Explore Amazon questions

If you sell or manufacture products, or provide a service that’s related to a product, find the bestselling products in this niche on Amazon and scan the questions buyers have asked.

I was just looking at one of those water filters that attach to your tap and found these questions:

  • When using unfiltered water setting (Brita basic on tap filter), the water is white in color – as if there’s calcium. Has anyone else noticed this? A store selling these could address this concern as well as anyone who owns a plumbing business.
  • How do you get a stuck filter out of the cone? This could lead to an article that specifically answers that question, but a better idea might be to do a longer article or series on troubleshooting these kinds of filters.
  • I live in a modern house in Shanghai. Do you think it could be attached to a non-American faucet there? Addressing this question could lead to an interesting discussion of water and plumbing around the world.

Review reviews

Reviews of products on Amazon and other e-commerce sites as well as reviews of service providers on sites like Yelp and Angie’s List will also inspire blog topics.
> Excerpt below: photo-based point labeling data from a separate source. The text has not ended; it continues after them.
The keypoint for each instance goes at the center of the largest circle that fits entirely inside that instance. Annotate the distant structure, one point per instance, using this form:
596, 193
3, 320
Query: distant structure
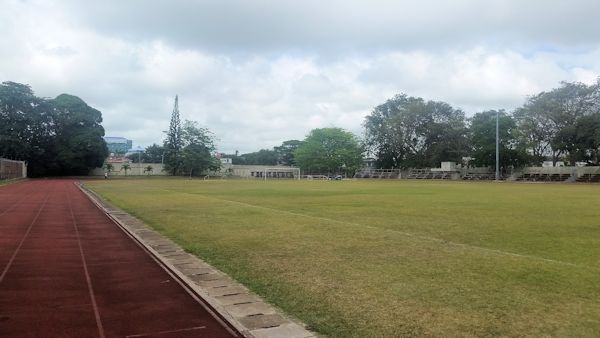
118, 145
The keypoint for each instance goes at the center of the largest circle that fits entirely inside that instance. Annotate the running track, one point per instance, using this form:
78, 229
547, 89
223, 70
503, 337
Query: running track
66, 270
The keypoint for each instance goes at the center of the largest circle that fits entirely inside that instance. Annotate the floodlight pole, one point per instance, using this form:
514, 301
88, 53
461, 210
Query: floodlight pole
497, 146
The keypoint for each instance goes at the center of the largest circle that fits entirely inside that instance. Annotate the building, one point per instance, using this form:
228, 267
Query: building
118, 145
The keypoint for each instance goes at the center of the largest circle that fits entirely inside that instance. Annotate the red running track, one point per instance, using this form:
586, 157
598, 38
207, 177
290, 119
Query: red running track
67, 270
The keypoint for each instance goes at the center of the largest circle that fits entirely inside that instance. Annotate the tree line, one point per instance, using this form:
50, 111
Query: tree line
60, 136
411, 132
560, 124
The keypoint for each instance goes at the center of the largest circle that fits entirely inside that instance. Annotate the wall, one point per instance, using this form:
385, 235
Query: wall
136, 169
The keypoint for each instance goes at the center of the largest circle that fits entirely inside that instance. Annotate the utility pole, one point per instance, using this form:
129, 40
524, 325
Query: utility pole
497, 146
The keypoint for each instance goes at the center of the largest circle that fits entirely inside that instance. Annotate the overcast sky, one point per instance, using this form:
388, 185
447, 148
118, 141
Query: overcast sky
257, 73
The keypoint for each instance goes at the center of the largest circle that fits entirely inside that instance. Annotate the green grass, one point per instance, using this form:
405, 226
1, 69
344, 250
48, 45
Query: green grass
394, 258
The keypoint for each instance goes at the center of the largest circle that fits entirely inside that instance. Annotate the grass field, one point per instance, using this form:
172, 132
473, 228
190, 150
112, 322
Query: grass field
393, 258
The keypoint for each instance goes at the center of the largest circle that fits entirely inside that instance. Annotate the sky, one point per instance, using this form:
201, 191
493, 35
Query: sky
260, 72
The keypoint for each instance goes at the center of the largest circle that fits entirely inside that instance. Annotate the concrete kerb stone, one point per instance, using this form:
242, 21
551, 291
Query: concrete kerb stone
247, 312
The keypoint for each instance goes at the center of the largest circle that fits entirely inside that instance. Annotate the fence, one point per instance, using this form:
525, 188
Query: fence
10, 169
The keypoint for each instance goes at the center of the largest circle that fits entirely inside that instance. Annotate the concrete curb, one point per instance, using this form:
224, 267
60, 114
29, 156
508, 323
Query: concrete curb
233, 302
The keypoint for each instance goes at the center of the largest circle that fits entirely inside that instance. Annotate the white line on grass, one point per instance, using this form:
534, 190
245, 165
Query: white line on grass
408, 234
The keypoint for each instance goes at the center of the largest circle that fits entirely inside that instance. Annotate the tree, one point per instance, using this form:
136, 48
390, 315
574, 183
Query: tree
152, 154
411, 132
173, 158
285, 152
483, 140
61, 136
198, 148
148, 170
125, 167
544, 117
329, 150
79, 144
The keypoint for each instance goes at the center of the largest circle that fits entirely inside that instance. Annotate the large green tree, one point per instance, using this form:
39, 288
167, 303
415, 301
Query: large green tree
546, 120
61, 136
329, 151
198, 148
482, 134
411, 132
261, 157
285, 152
173, 145
79, 144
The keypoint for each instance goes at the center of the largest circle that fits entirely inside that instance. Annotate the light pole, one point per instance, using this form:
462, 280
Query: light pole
497, 146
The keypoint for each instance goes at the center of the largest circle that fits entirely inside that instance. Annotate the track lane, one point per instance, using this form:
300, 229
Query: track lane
77, 274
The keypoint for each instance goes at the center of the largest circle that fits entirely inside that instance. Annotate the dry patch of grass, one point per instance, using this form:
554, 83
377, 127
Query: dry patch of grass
381, 259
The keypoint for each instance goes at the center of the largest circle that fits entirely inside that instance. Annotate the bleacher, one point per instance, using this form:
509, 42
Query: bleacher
589, 178
378, 173
473, 176
543, 177
428, 174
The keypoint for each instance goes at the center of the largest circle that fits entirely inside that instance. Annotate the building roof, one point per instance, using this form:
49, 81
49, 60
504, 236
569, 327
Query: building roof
112, 139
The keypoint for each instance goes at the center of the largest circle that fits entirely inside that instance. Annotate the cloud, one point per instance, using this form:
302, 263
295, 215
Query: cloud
234, 26
259, 73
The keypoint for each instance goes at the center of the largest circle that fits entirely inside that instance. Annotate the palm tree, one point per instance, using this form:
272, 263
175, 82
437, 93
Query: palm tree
125, 167
148, 169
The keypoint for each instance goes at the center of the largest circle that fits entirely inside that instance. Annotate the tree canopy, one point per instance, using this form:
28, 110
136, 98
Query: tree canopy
411, 132
61, 136
329, 150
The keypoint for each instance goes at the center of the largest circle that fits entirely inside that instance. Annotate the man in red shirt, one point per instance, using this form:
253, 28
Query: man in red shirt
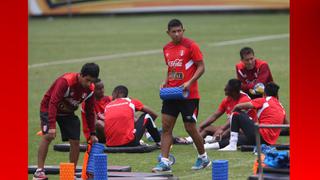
59, 104
234, 96
252, 71
185, 66
100, 103
269, 111
120, 128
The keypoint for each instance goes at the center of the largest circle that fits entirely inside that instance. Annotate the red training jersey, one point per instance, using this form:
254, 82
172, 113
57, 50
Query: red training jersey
228, 104
99, 106
249, 78
119, 121
64, 97
270, 111
180, 59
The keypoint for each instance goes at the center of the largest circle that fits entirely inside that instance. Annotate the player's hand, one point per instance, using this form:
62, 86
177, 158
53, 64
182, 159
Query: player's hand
51, 134
93, 139
163, 85
186, 86
218, 133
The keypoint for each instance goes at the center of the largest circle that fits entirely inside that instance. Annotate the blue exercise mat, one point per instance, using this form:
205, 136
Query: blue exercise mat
173, 93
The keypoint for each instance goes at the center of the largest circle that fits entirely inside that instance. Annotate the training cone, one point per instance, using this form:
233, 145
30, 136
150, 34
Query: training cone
66, 171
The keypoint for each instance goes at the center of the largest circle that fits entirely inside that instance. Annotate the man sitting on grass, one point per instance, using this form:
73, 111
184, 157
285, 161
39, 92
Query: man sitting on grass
269, 111
120, 128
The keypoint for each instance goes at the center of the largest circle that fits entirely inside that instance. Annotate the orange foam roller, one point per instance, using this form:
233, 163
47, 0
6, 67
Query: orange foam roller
66, 171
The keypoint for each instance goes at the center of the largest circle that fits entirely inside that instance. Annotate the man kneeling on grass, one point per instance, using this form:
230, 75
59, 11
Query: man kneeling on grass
269, 111
121, 129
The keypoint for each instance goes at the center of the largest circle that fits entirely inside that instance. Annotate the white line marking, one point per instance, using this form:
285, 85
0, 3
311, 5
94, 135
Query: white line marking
253, 39
97, 58
155, 51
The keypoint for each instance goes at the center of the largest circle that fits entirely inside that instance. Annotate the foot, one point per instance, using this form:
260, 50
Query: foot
213, 146
229, 148
162, 167
39, 175
201, 163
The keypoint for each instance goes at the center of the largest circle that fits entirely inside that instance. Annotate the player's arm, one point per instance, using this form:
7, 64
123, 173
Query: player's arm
200, 70
150, 111
57, 94
90, 116
240, 106
212, 118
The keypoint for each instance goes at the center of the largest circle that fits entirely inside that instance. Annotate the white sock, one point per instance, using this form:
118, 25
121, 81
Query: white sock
166, 161
214, 145
233, 138
203, 156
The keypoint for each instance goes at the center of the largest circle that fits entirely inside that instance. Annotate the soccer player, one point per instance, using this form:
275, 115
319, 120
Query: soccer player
269, 111
59, 104
185, 66
234, 96
252, 71
100, 103
120, 127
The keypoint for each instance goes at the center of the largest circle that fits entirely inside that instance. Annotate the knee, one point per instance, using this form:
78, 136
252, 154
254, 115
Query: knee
190, 127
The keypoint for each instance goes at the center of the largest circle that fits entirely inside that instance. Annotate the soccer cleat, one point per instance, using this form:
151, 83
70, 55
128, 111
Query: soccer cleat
162, 167
229, 148
213, 146
40, 175
201, 163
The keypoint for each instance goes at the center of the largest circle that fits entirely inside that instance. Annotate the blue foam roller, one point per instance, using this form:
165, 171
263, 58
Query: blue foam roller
100, 167
97, 148
220, 170
173, 93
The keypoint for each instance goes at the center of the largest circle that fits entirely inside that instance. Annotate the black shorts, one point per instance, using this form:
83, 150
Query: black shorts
188, 108
69, 125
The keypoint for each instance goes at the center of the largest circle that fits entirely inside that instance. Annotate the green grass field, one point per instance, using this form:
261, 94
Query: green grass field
65, 38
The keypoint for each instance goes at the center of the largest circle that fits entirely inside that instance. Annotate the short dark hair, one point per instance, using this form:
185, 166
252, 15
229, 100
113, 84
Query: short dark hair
174, 23
245, 51
271, 89
121, 89
90, 69
235, 85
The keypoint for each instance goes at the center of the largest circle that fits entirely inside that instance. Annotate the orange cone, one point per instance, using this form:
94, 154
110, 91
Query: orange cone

I suggest starting with reviews from people who are disappointed or angry. These negative reviews immediately reveal problems that need to be solved – so why don’t you promote yourself as the business with the solution?

You can create posts explaining how you don’t make those mistakes or how your products don’t have those flaws. You can also use these kinds of reviews to help you write “What to look for” or “Avoid these red flags” types of articles.

Using these four strategies for creating powerful marketing blog topics, you can create a lot of great content. I suggest that you – or someone on your team – start by taking a half day working through these and capturing topics in a spreadsheet. After your first session of working each of these strategies, you can revisit them about once a month to discover new ideas.